A. Jesse Jiryu Davis

unread,
Jun 27, 2012, 2:58:30 PM6/27/12
to mongod...@googlegroups.com
Phillip, the errors in the shell after calling 'shutdown' are normal -- it's just the shell reporting the closed connection, messily.

Can you post the output of db.printReplicationInfo() on the PRIMARY?

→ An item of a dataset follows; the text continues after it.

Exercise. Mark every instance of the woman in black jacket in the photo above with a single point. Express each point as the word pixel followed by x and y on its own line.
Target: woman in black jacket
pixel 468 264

I'm concerned that your configured oplog size is only 4.5G. You might have wrapped around in the oplog while the secondary was trying to sync initially. 

Can you grep for "RS102" in your secondary's log file?

It may be that you need to create a new secondary, either from scratch or from a backup of the primary, and resync.

myCloudWatcher

unread,
Jun 27, 2012, 10:23:34 PM6/27/12
to mongod...@googlegroups.com
Sorry that I have lost all of the context for this error.

I stopped that servers and deleted all of the data and did a re-sync.

I was not happy that the data size for the total server disk space looked too small.

After the new SYNC the server was very happy and had a good disk space use.  No issues after the new sync.

Sorry for the lost information about this error,  next time.  I will remember the -vv trick....

I did do several stop and starts of Mongod just to see it it would start.



Please call any time:
Cell:      916-202-1600
Skype:  EdwardMGoldberg

Edward M. Goldberg
http://myCloudWatcher.com/
e.m.g.



p_h_i_l_l_i_p

unread,
Jun 28, 2012, 5:18:57 AM6/28/12
to mongod...@googlegroups.com
PRIMARY> db.printReplicationInfo()
configured oplog size:   4612.6083984375MB
log length start to end: 109428secs (30.4hrs)
oplog first event time:  Wed Jun 27 2012 04:33:03 GMT+0200 (CEST)
oplog last event time:   Thu Jun 28 2012 10:56:51 GMT+0200 (CEST)
now:                     Thu Jun 28 2012 10:56:51 GMT+0200 (CEST)

The oplog size was my first idea, but since replication hangs after 2 or so hours it shouldn’t be a concern. It still have more than a day data backup in oplog.

RS102 problem didyn occur yet, since I started full resync yesterday, but since oplog has only 30h it will occur probably today.

As you'r saying, since I can't do a full resync, I'll try to do a backup of master data and start secondary with that data.

A. Jesse Jiryu Davis

unread,
Jun 28, 2012, 12:03:58 PM6/28/12
to mongod...@googlegroups.com
So you've seen an RS102 error in the log? Can you post that error here?

How much data do you have in total?

Let us know how it goes when you create a new secondary from a backup of the primary.

p_h_i_l_l_i_p

unread,
Jun 29, 2012, 3:16:43 AM6/29/12
to mongod...@googlegroups.com
Total size of database on master - 47.9306640625GB
Size that is replicated to slave - 23.9423828125GB (sometimes it stops on 19GB)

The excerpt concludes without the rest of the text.